In Remembrance

In Remembrance

At the conclusion of World War II, the Harvard Law School faculty determined to build a memorial to the men lost in both the First and Second World War, and to actively preserve and display the intellectual treasures lost to the ravages of war throughout Europe. Located at the south end of our reading room in Langdell Hall, the Treasure Room would honor the loss of our Harvard Law School students and graduates. In July, 1947 plans for the Law Library’s Treasure Room were complete, with construction set to begin in September of that year. “The Treasure Room [was] dedicated to the memory of the [193] students and graduates of the Harvard Law School who gave their lives in World War I and World War II.” Harvard Law School Bulletin, October 1948.As you approach what is now the Caspersen Room, you will find, carved in yellow marble, the names of those 193 graduates who died in the Great War and in World War II.

To our knowledge, 198 students or graduates of the Harvard Law School have died in World War I, World War II, Korea, Vietnam and Afghanistan, while serving in the United States Armed Forces.

Every time I visit the Caspersen Room, I pause in reflection of the sacrifice our students made to our country. And I wonder, who were they? What stories lie beneath this list of names?

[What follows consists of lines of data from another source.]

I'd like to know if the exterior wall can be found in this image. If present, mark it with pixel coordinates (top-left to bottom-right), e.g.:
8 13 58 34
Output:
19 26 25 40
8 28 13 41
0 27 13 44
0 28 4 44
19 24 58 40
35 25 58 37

I recently discovered the story of one of the graduates memorialized here in the Harvard Law School Library, and thought it fitting to share on this day of remembrance.

Edward L. Grant graduated from Harvard Law School in 1909 and played major league baseball both before and after he graduated. Known by his fellow players as “Harvard Eddie”, (he also graduated from the College in 1905), Eddie Grant made his major league debut on August 4, 1905 playing for the Cleveland Naps. In subsequent years, he played for the Philadelphia Phillies and ended his professional baseball career with the New York Giants. During his time in the majors, Eddie Grant played in 990 games, with 3385 at bats, 844 hits, 399 runs, 5 homeruns and 277 RBI. He appeared in two World Series games in 1913, playing for future Hall of Famer James McGraw. At the age of 32, on October 16, 1915, he played his last game with the New York Giant, retiring to devote more time to his law practice.

Two years after leaving baseball, Eddie Grant enlisted in the United States Army where he served as a captain in the 77th Infantry Division. Edward L. Grant died on October 5, 1918 while leading a unit of the 307th Infantry Regiment of the 77th Division to the aid of the “Lost Battalion” in the Argonne Forest. In 1921, a memorial plaque in his honor was erected in center field of the Polo Grounds. A replica of the plaque was installed at Oracle Park, home of the San Francisco Giants in 2006. The plaque reads, in part, “Soldier – Scholar – Athlete”.

Edward L. Grant is buried in Plot A, Row 02, Grave 24 at the Meuse-Argonne American Cemetery in Lorraine, France.

His is but one of 198 stories depicted by a list of names on a wall in the Harvard Law School Library.  Today we honor all fallen soldiers, with particular sorrow for those of the Harvard Law School who made the ultimate sacrifice to their country. The next time you are in Cambridge, we invite you to visit the memorial dedicated to their memory.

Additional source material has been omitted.